The South Carolina district court certified to South Carolina’s Supreme Court the question of whether “direct physical loss or damage” requires “some permanent dispossession or physical alteration of the property.” 

South Carolina’s high court answered the question in the affirmative, finding that “loss” means total destruction of the property while “damage” means a tangible or material change to property that is less than a total loss. The court pointed to the policy’s restoration period as further support for its narrow reading of “physical loss or damage,” noting that the policy’s time limitation for loss of income benefits—until the property is “repaired, rebuilt, or replaced”—did not contemplate mere cleaning of contaminated property.  

Similarly, the Fourth Circuit Court of Appeals in Golden Corral Corporation v. Illinois Union Insurance Company followed its own precedent in affirming a North Carolina district court’s ruling that restaurant chain Golden Corral was not entitled to benefits for loss of income due to COVID-related shutdowns. The court found that “direct physical loss or damage” required “material destruction or material harm to its covered premises,” which required more than the physical presence of a virus.    

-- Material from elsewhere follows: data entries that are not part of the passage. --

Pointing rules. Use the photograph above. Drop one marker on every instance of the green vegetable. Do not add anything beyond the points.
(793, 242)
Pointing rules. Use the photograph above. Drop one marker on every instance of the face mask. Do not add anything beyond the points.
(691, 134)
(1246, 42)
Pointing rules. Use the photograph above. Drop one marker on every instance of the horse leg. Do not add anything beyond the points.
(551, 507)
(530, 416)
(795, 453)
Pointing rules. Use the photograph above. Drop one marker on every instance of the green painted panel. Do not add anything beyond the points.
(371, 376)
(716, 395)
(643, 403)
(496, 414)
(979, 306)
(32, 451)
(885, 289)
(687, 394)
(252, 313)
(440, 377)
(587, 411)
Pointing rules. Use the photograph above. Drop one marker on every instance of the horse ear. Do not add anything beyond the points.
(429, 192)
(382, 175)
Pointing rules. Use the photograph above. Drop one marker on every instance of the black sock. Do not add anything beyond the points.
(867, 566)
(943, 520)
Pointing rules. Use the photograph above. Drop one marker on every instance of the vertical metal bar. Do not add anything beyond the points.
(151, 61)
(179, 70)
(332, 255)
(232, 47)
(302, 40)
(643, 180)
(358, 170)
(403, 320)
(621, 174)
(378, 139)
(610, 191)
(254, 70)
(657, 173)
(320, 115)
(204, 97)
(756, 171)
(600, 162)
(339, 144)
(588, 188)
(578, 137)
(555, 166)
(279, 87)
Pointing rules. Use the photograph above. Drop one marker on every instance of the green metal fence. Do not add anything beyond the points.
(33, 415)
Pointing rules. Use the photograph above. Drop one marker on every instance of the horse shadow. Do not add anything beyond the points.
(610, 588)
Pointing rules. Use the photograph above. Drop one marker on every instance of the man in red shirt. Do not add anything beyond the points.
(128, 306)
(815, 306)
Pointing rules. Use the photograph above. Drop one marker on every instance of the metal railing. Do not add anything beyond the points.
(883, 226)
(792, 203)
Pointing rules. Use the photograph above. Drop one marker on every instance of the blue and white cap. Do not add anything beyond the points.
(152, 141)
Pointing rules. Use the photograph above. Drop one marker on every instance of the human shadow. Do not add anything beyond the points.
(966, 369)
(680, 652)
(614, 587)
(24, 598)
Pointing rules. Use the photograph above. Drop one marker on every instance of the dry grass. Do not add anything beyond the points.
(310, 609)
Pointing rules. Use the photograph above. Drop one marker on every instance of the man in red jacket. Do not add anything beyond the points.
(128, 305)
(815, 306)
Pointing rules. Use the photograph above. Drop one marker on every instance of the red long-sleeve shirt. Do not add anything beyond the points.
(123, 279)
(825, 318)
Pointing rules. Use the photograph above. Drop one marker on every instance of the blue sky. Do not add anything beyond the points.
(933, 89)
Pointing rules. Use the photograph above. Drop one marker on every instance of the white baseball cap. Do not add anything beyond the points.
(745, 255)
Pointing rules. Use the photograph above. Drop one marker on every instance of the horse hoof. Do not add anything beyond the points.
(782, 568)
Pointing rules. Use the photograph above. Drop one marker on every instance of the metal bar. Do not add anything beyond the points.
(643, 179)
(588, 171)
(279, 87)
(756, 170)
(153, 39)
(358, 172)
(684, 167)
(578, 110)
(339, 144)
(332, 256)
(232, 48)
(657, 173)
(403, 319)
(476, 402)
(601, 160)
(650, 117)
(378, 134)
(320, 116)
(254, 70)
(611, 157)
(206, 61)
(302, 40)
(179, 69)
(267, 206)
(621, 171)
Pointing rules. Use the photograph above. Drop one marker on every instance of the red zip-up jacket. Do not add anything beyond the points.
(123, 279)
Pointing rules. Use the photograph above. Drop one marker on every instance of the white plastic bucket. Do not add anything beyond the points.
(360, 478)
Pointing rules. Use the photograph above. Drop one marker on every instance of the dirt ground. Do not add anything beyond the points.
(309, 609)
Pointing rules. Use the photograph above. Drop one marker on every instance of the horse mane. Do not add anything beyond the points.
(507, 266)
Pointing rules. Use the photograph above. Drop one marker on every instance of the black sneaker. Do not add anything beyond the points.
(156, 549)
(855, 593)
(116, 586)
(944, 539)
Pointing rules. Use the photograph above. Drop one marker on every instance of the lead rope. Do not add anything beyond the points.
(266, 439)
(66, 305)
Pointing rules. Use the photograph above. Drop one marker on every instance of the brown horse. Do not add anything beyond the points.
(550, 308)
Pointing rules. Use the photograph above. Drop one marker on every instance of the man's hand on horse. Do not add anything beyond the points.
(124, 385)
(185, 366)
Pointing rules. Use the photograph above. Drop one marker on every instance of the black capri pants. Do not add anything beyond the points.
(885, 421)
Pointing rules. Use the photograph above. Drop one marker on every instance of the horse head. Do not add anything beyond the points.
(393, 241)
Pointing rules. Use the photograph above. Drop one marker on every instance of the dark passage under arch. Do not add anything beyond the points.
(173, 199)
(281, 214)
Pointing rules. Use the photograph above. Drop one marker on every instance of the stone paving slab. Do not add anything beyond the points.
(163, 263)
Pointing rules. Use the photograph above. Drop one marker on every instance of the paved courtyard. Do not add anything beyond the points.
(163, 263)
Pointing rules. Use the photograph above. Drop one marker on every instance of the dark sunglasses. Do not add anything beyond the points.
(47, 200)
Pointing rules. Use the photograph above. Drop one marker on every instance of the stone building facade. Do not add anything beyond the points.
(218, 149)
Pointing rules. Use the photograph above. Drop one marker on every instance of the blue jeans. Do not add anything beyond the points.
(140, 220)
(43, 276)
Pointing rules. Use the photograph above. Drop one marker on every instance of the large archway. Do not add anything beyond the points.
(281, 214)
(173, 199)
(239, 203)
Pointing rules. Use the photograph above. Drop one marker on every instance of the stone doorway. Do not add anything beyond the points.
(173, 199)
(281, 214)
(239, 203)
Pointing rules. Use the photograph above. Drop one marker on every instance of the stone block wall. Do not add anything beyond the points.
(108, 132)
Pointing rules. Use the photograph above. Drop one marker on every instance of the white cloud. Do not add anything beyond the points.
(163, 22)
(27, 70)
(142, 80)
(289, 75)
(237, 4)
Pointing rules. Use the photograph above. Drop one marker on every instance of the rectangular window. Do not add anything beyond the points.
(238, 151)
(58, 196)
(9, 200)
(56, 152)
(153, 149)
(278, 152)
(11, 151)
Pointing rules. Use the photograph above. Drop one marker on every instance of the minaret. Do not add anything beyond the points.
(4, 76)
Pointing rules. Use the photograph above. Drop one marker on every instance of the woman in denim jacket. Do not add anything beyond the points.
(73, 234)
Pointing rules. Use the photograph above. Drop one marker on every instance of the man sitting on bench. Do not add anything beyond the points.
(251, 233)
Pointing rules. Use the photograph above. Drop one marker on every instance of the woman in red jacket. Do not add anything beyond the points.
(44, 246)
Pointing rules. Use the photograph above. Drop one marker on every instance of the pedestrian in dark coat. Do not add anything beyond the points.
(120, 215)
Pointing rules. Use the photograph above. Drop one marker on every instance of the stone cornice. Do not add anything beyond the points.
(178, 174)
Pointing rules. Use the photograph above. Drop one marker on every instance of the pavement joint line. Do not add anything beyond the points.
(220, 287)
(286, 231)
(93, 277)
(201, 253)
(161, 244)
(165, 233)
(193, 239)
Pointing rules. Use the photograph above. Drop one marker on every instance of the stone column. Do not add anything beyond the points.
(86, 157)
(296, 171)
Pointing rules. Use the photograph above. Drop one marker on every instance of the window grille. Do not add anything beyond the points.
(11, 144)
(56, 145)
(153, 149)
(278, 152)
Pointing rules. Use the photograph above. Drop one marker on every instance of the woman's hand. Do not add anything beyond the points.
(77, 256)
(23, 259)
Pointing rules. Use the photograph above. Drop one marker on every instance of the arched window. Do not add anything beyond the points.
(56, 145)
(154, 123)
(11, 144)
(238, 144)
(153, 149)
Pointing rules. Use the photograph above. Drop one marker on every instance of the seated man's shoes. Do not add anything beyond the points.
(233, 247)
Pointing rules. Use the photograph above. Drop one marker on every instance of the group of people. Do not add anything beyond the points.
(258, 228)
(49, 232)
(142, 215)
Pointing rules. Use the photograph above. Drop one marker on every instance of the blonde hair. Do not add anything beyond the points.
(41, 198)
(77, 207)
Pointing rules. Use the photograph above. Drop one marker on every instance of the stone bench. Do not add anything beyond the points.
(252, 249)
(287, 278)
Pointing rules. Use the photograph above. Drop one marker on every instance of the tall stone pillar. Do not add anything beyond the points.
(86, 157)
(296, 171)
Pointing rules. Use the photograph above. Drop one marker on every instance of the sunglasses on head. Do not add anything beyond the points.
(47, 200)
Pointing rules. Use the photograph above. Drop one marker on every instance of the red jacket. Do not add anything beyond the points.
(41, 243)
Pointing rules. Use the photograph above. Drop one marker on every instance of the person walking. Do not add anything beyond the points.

These Carolina decisions interpreting “physical loss or damage” contrast sharply with a recent decision from the California Court of Appeals, Second District1 in Marina Pacific Hotel & Suites, LLC v. Fireman’s Fund Insurance Company, dealing with similar facts and a policy that, like Sullivan, contained a communicable disease endorsement. Contrary to the Carolina holdings, the California court found that a hotel and restaurant operator sufficiently pleaded “direct physical loss or damage” where it alleged physical presence of the virus on the property. With the recent Sullivan Management and Golden Corral decisions, Marina Pacific remains an outlier among appellate court decisions on COVID-19 business interruption claims as commercial property insurers continue to prevail in most courts, even where the policy at issue does not contain a specific exclusion for contamination by a virus.